Professor

H. Blaine Lawson

Stony Brook University
Mathematician; Educator
Area
Mathematical and Physical Sciences
Specialty
Mathematics, Applied Mathematics, and Statistics
Elected
2013

Distinguished Professor of Mathematics. Lawson is a leading differential geometer and founder, with R. Harvey, of calibrated geometries. These generalizations of Kähler geometry have fundamental applications in mathematics and physics which rival those of Kähler geometry itself. Lawson defined, and with collaborators, studied a bigraded homology theory for complex algebraic varieties, now called Lawson homology, which generalizes the group of algebraic cycles modulo algebraic equivalence in the same way that Bloch's higher Chow groups generalize the group of algebraic cycles modulo rational equivalence.
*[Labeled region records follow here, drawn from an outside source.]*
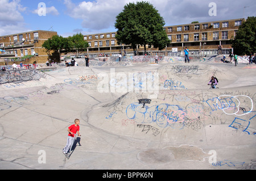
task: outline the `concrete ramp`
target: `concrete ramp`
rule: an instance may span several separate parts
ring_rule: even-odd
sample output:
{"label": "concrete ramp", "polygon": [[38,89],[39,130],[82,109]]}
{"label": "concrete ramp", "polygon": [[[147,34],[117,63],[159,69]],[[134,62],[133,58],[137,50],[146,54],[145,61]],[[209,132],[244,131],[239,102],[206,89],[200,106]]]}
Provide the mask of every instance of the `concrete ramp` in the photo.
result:
{"label": "concrete ramp", "polygon": [[254,65],[171,58],[2,72],[0,169],[255,170]]}

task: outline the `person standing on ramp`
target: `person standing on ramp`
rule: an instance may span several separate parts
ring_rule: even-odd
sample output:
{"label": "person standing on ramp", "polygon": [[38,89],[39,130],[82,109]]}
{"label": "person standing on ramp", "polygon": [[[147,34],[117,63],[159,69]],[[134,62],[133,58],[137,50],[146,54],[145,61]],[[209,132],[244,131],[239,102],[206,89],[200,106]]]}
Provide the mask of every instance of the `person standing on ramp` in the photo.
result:
{"label": "person standing on ramp", "polygon": [[64,148],[62,150],[62,152],[65,155],[68,155],[68,151],[71,150],[71,147],[73,145],[75,140],[74,134],[76,134],[77,132],[78,136],[80,136],[80,133],[79,133],[80,127],[79,124],[80,123],[80,120],[78,119],[75,120],[75,124],[72,124],[69,127],[68,127],[68,135],[67,140],[67,144]]}

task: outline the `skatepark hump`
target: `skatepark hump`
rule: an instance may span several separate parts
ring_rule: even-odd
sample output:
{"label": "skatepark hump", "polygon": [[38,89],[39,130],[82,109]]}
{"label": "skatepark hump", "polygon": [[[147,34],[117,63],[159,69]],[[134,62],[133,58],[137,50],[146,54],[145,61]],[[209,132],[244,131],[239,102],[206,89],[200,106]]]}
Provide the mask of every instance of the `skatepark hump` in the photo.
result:
{"label": "skatepark hump", "polygon": [[[255,169],[256,66],[220,58],[1,71],[0,169]],[[67,159],[76,118],[82,136]]]}

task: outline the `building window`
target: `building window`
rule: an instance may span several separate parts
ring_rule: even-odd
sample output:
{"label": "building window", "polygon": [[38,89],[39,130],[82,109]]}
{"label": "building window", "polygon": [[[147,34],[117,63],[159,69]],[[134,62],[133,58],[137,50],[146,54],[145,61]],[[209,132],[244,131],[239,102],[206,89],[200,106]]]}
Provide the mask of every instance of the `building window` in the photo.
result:
{"label": "building window", "polygon": [[222,40],[227,40],[228,39],[228,31],[222,31]]}
{"label": "building window", "polygon": [[38,32],[35,32],[34,33],[34,40],[38,40]]}
{"label": "building window", "polygon": [[202,40],[207,40],[207,33],[202,33]]}
{"label": "building window", "polygon": [[195,26],[195,30],[200,30],[200,26],[199,24],[196,24]]}
{"label": "building window", "polygon": [[17,37],[17,35],[14,35],[14,36],[13,36],[13,41],[14,41],[14,43],[18,42],[18,37]]}
{"label": "building window", "polygon": [[181,35],[177,35],[177,42],[181,41]]}
{"label": "building window", "polygon": [[194,33],[194,41],[199,41],[199,33]]}
{"label": "building window", "polygon": [[111,40],[111,46],[115,45],[115,40]]}
{"label": "building window", "polygon": [[220,28],[220,23],[213,23],[213,28]]}
{"label": "building window", "polygon": [[235,21],[235,27],[239,26],[240,26],[241,24],[242,24],[242,21],[241,20]]}
{"label": "building window", "polygon": [[168,35],[168,39],[171,40],[171,42],[172,42],[172,36],[171,35]]}
{"label": "building window", "polygon": [[109,40],[106,41],[106,46],[109,47]]}
{"label": "building window", "polygon": [[228,28],[229,27],[229,22],[223,22],[222,28]]}
{"label": "building window", "polygon": [[22,41],[22,39],[23,38],[23,35],[19,35],[19,41]]}
{"label": "building window", "polygon": [[184,41],[188,41],[188,34],[184,35]]}
{"label": "building window", "polygon": [[238,31],[238,30],[234,31],[234,37],[236,37],[236,35],[237,35]]}
{"label": "building window", "polygon": [[208,29],[208,24],[203,24],[203,29]]}
{"label": "building window", "polygon": [[213,40],[218,40],[218,32],[214,32],[213,33]]}

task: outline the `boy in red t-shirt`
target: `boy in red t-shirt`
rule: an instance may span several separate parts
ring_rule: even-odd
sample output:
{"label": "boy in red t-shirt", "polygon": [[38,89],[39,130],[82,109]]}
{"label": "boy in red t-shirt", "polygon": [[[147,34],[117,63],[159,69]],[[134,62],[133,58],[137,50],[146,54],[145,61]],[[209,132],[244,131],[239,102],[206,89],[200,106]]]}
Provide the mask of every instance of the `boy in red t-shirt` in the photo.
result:
{"label": "boy in red t-shirt", "polygon": [[68,154],[68,151],[70,149],[71,145],[72,145],[75,137],[73,134],[76,134],[77,132],[77,134],[80,136],[80,133],[79,133],[79,124],[80,121],[78,119],[75,120],[75,124],[72,124],[69,127],[68,127],[68,136],[67,141],[67,145],[65,148],[62,150],[62,152],[65,155]]}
Gromov and Lawson gave a theory of manifolds with positive scalar curvature that led to a nearly complete classification. For example, they proved that every compact simply-connected manifold of dimension greater than or equal to 5, which is not spin, carries a metric of positive scalar curvature. For spin manifolds they identified is a single spin-cobordism invariant which completed the story. Lawson, with Harvey, established a characterization of boundaries of complex analytic varieties, which represents a vast geometric generalization of the Bochner-Hartogs theory in several complex variables. Lawson has also contributed to foliations, minimal varieties, manifolds of non-positive section curvature, and nonlinear elliptic partial differential equations. He found the first codimension-one foliations of spheres of dimension > 3. He was the first to prove that every compact orientable surface can be minimally embedded in the 3-sphere. Lawson is a member of the National Academy of Sciences and the Brazilian Academy of Sciences.